Yeah I think you're right about multi-threaded. Perhaps multi-process [as mentioned] would be better, just because of the GLI :)

With regard to RAM usage, perhaps since you'd be cutting down on Thin processes, you could do without the COW aspect of REE, but keep the [newer, faster memory allocator], which could speed up your app about 10% [1]. So you win twice.
Just a thought.


I wonder if blocking mode is faster with > 2000 queries because it still runs fewer simultaneous queries at the same time [blocking for each one] or what not. I guess. Seeing as it seems faster for very fast queries to block, one option would be to 'guess' if a query is going to be extremely fast or not--if it is then just revert back to the old blocking way. The benefit of this being that while you are retrieving your fast query the other long queries which are 'fiber blocked' are still running in the background.
I wonder if there's some play in the size of the fiber pool, should those things be the case [to allow one to not slam the mysql server with too many requests].

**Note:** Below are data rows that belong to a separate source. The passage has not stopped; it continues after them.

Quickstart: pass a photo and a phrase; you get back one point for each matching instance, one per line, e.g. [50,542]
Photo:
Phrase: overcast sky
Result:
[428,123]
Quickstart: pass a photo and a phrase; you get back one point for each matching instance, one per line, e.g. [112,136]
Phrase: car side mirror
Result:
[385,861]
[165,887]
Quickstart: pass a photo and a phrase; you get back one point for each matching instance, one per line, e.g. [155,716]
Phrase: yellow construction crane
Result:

Guess what? I was just working on this feature (allowing queries that you know are very fast to run in blocking mode). I came up with a nice interface to wrap those blocking queries which I should be releasing soon, among other things.

As for overwhelming the db, the db connection pool should be decoupled from the fiber pool, it should also handle the "too many connections" error gracefully.

I guess with the new library you'll be able to know better the impact of fibers [versus whatever else is in there].